Since the acquisition of the da Vinci SP by our center, we have described in previous studies our experience and results with this platform in patients undergoing robotic radical prostatectomy.17,19,21 Although minimally invasive techniques such as robotic surgery decrease perioperative impacts, surgical outcomes depend on several different factors, such as preoperative patient characteristics, age, SHIM score, cancer stage, and comorbidities.10,13,22,23 In addition, surgical technique and nerve-sparing degree also play an important role along with postoperative management and patient follow-up protocols.8,24 Due to the multifactorial influence on surgical outcomes, to assess the differences and possible benefits of the da Vinci SP and Xi robotic platforms, our study compared two groups with similar preoperative demographics (selected with a Propensity Score matching) undergoing robotic radical prostatectomy.

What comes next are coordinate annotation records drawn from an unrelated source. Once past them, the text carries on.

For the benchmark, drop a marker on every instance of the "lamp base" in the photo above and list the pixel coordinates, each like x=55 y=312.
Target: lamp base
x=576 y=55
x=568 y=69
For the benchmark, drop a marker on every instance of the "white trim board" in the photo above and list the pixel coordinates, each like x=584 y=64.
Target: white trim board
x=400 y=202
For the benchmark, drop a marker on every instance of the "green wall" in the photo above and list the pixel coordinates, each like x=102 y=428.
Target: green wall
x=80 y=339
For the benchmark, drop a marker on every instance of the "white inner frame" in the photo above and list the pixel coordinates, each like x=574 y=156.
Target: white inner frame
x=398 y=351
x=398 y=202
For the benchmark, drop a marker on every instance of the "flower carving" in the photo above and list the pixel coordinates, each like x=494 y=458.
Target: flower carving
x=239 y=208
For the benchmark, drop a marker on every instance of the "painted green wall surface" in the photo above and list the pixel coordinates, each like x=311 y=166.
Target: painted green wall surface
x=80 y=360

Regarding intraoperative performance, the Xi robot provided faster operative and console time than the SP, mainly due to the greater traction and dissection capacity provided by the arms and instruments. As previously described, the SP has bi-articulated and flexible arms of 6 mm, while the Xi has an independent rigid arm of 8 mm with articulation like the human wrist. Therefore, SP presents greater limitations when used in obese patients, and in those with previous abdominal surgeries or enlarged prostates. When designing our selection criteria, based on our experience in robotic prostatectomy, we selected factors that typically increase surgical challenges or potentially risk surgical outcomes.15–17 Patients with previous abdominal surgeries are more likely to have adhesions, and the SP trocar is a limitation for performing adhesion lysis unless you add extra trocars for a laparoscopic approach, which may contradict the SP concept of performing surgery with only one or two incisions.

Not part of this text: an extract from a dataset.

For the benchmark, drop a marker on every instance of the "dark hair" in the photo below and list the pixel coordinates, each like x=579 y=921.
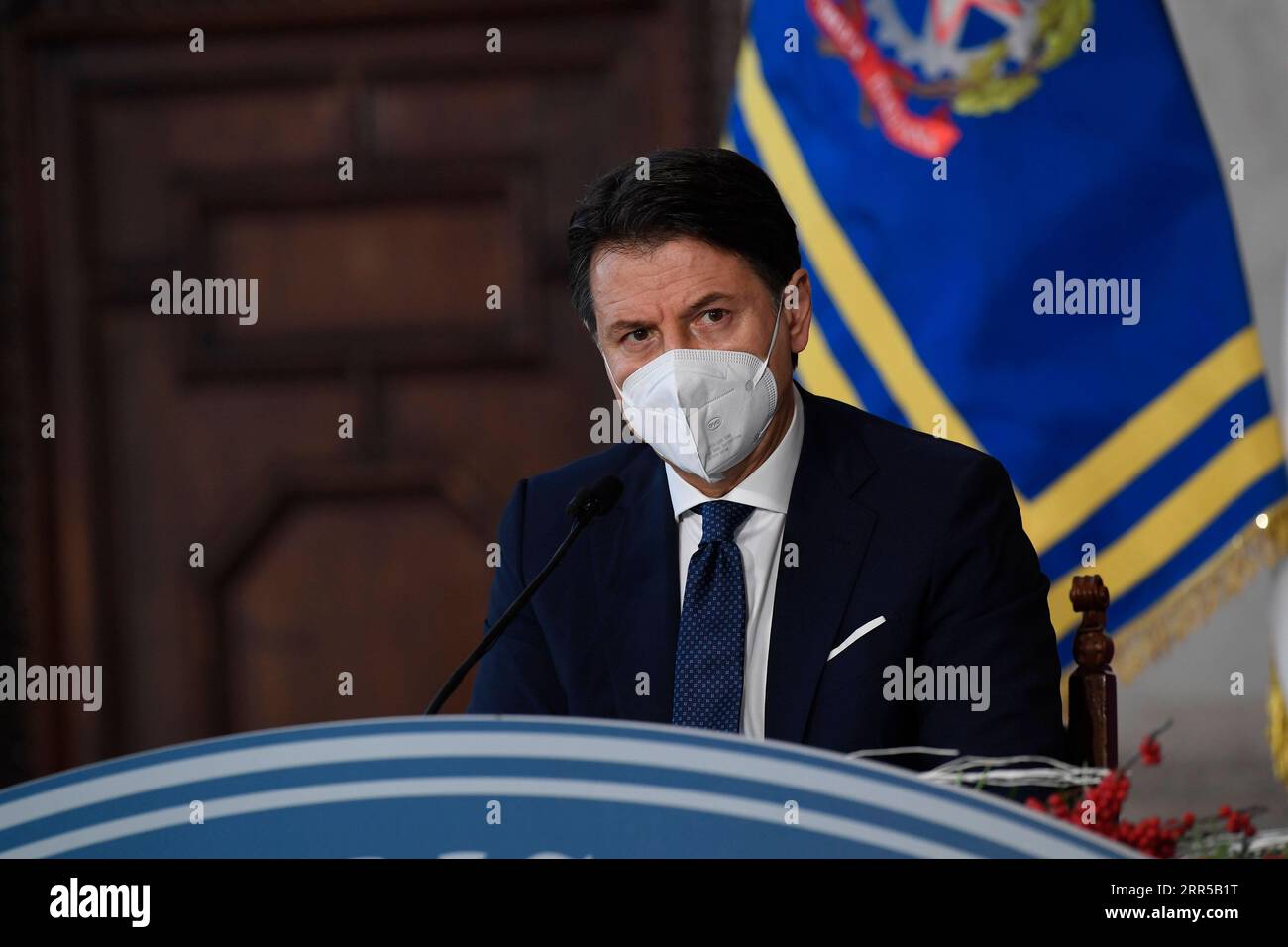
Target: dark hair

In a retrospective study, Vigneswaran et al. compared 50 consecutive patients undergoing prostatectomy with the SP to 113 operated on with the Xi.25 The authors reported a shorter hospital stay and less postoperative pain in favor of the SP, although both groups were similar regarding the use of morphine. On the other hand, despite the larger cohort, comparing patients with similar preoperative characteristics, our study failed to demonstrate clinically significant differences regarding postoperative pain reported by patients 6, 12, and 18 hours after surgery. As we use a TAP (Transversus Abdominis Plane)26 block in all patients, the pain scores of our study tend to be close to zero in both robots. Our results showed a difference of a half point in the pain scale 6 hours after surgery favoring the SP, whereas there was no statistical difference in the other evaluated periods (12 and 18 hours). Therefore, we consider that there is no clinically significant difference in postoperative pain between the groups.
With the current technological expansion of robotic surgery and new consoles being launched on the market, it is natural to compare surgical performances and results between different platforms. However, we believe that the current generation SP is not a robot to replace the multiport Xi but to complement its use in patients who are not candidates for the multiport approach, such as patients with ileostomy, colostomy, penile prosthesis with reservoir, kidney transplants, and other intra-abdominal obstacles.27 Recently, some authors have described the transvesical access that can further expand the use of SP in these patients with a hostile abdomen..20,21,28 However, the functional and oncological results of this technique are still under discussion.
Our study is not devoid of limitations, mainly due to the retrospective design and all inherent risks of bias. Furthermore, as described in several studies, the experience of a high-volume center is generally not reproducible in smaller centers with less experienced surgeons.29,30 However, we believe that with adequate selection criteria, the surgical results of patients operated with the SP tend to be constant even during the learning curve.19 Finally, to date, this is the largest series comparing perioperative outcomes in patients with similar preoperative characteristics undergoing radical prostatectomy with the SP and Xi robots. However, prospective and randomized studies are still needed to compare the real differences and advantages between both consoles.